Reflets Mag #146 | Travail hybride : évolution ou révolution des espaces de travail ?
Dans Reflets Mag #146, Marie-Anne Morin (E04), fondatrice de Reaas Expertise et spécialiste de l’immobilier flexible et serviciel, fait le point sur le terme « hybrid working », qui fait couler beaucoup d’encre depuis son entrée dans le très estimé Oxford English Dictionary il y a tout juste un an. Découvrez l’article en accès libre… et pour lire les prochains numéros, abonnez-vous !

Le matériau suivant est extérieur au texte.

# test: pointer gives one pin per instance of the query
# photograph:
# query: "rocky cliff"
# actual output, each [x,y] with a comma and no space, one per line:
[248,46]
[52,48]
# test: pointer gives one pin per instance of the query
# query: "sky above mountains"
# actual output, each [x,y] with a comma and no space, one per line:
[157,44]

Le travail hybride est cette faculté de travailler ou d’étudier aussi bien depuis chez soi que depuis un tiers-lieu (coworking, centre d’affaires, hôtel, café…) ou au siège de l’entreprise.
Cette transformation puise ses racines dans la révolution numérique initiée dans les années 1970. Le bureau n’est plus un lieu. Nous n’allons plus « au bureau » tous les matins. Nous travaillons. Notre lieu de travail est aujourd’hui un espace numérique, avec des documents stockés dans un cloud, accessibles sur l’ensemble de nos outils (tablette, ordinateur, téléphone) et partagés avec nos collègues, clients et partenaires, partout sur la planète.

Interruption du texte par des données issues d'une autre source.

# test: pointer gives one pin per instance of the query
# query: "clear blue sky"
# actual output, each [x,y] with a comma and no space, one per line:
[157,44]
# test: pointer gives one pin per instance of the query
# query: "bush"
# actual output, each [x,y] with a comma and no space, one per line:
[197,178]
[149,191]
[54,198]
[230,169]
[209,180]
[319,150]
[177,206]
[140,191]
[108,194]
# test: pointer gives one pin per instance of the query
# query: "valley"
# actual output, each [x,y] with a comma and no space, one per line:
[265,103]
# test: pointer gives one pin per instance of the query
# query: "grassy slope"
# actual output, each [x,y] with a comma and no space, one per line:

Dans ces conditions, pourquoi se lever tôt, passer des heures dans les transports, polluer, perdre du temps et de l’argent, pour arriver au bureau avec nos outils portables et en repartir le soir de la même façon ? Cela n’a de sens que dans l’interaction, le besoin de rencontrer les personnes avec lesquelles nous travaillons.
L’évolution est rapide. En 2020, Forbes indiquait que 72 % des entreprises n’avaient pas de stratégie claire en matière de travail hybride.

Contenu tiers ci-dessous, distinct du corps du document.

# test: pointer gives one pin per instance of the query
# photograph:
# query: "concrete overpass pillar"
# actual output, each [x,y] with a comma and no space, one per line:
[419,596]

Quelques mois et deux confinements plus tard, en avril 2021, 63 %1 des entreprises avaient mis en place un modèle de travail hybride, plus écologique, plus flexible et plus productif. En répondant à leurs besoins, à leurs attentes, il permet aux salariés d’être plus concentrés et plus efficaces. En effet, 87 % des travailleurs2 indiquent préférer ce mode de travail hybride.
Qu’est-ce qu’une politique de travail hybride ?
C’est une approche managériale centrée sur le collaborateur, qui vise à augmenter la productivité et la satisfaction des salariés, en répondant aux plus grands challenges du travail à distance : le sentiment d’isolement et le manque d’appartenance à une communauté.
Le travail hybride apporte aux salariés une plus grande flexibilité et la possibilité de travailler depuis leur domicile ou n’importe quel autre lieu. Chacun choisit son lieu de travail en fonction des tâches qu’il aura à accomplir dans la journée (administratif / réunion / rendez-vous…).
Pour l’entreprise, deux choix majeurs doivent être réfléchis en matière de travail hybride.
Le modèle hybride : fixe ou flexible
Dans le cadre d’un modèle flexible, les collaborateurs choisissent leur lieu et leurs horaires de travail selon leur emploi du temps de la journée : s’ils doivent passer du temps, concentrés, sur un projet, ils choisiront peut-être de travailler de la maison, ou depuis un espace de coworking proche de chez eux. S’ils souhaitent travailler en équipe, rencontrer leurs collègues, participer à une formation, ils viendront au bureau.
Ce modèle, basé sur la confiance, apporte une flexibilité totale aux salariés et permet d’économiser sur les coûts immobiliers et les coûts de transport. Il peut cependant être difficile de trouver des jours qui conviennent à tous pour se réunir, et la gestion des flux et des postes disponibles au bureau est complexe.
Dans une configuration fixe, en revanche, c’est l’entreprise qui détermine les jours et les heures durant lesquels les salariés doivent être présents au bureau ou travailler à distance. Par exemple, une équipe sera présente au bureau les lundis et mercredis, une autre les mardis et jeudis.
Ceci est plus favorable au travail en équipe tout en permettant aux collaborateurs de limiter leur temps de trajet sur des jours déterminés. Il est beaucoup plus facile d’organiser l’occupation des bureaux. En revanche, ce manque de flexibilité peut induire une baisse de productivité si l’agenda de la semaine n’est pas aligné avec les jours de présence.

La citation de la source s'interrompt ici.